See link<http://forum.icann.org/lists/comments-whois-pp-abuse-study-24sep13/msg00013.html> and below.
Thanks to Elisa Cooper and Susan Kawaguchi for drafting.
The Business Constituency (BC) supports the conclusions of the study as being consistent with our long-held belief that a significant portion of bad actors are using privacy and proxy services to facilitate abuse that harms business and consumer interests.
The BC encourages the ICANN community to move forward with accreditation of privacy and proxy services in order to help the business community address abuse through increased access to accurate registrant information.
The study examined and supported the hypothesis that “a significant percentage of the domain names used to conduct illegal or harmful Internet activities are registered via privacy and proxy services to obscure the perpetrator’s identity.” It provides important information for the ICANN community, as Whois accuracy and completeness is a primary goal at this time. The conclusions clearly demonstrate that an overhaul of the system is not only warranted, but necessary.
The BC recognizes that there are legitimate uses for privacy and proxy services, such as shielding the identity of those engaged in non-commercial free speech, or the launch of a new product and/or service in the business community. However, the information contained in the study, which illustrates widespread abuse detrimental to consumers and businesses alike, clearly demonstrates the need to proactively restrict the use of privacy and proxy services to organizations and individuals that are using them for legitimate purposes.
The BC also recognizes that stopping privacy and proxy service abuse is not the only way to stop abusive behavior online. When domain names are registered with the intent of conducting illegal or harmful Internet activities, a range of different methods are used to avoid providing viable contact information.
The BC looks forward to addressing all of these issues in the community-led development stage of the Aggregated Registration Directory Service. In the meantime, the BC encourages the ICANN to give attention to the issues that can be addressed immediately.
We note that although this study covered 5 TLDs, .com names dominated the datasets — only 10% were from the other 4 gTLDs. Given that, one possible approach may be for the .com registry to implement privacy and proxy services guidelines as an interim measure. This could be much faster than having ICANN make rules for all gTLDs. We would still want the proxy/privacy vendors accredited, but there may be an interim solution with the registry itself.

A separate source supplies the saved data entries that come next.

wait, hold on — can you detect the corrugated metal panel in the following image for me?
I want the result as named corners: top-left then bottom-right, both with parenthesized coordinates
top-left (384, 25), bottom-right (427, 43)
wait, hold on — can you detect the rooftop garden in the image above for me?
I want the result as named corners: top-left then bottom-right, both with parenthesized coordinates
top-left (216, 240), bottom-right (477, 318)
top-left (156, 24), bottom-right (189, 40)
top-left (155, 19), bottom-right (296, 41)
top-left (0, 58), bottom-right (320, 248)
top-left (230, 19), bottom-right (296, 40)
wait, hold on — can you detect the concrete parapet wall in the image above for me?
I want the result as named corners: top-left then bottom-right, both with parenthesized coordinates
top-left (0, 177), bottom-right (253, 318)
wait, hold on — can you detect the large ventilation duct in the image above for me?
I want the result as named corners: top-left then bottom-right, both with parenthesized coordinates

The BC looks forward to participating in the GNSO RAA Remaining Issues Policy Development Process on Privacy and Proxy Services, to develop an accreditation system which restricts the shielding of registrant data to legitimate, non-commercial, non-abusive websites.
The BC thanks ICANN and the NPL for this comprehensive study.
These comments were drafted by Elisa Cooper and Susan Kawaguchi, and were approved in accord with our charter.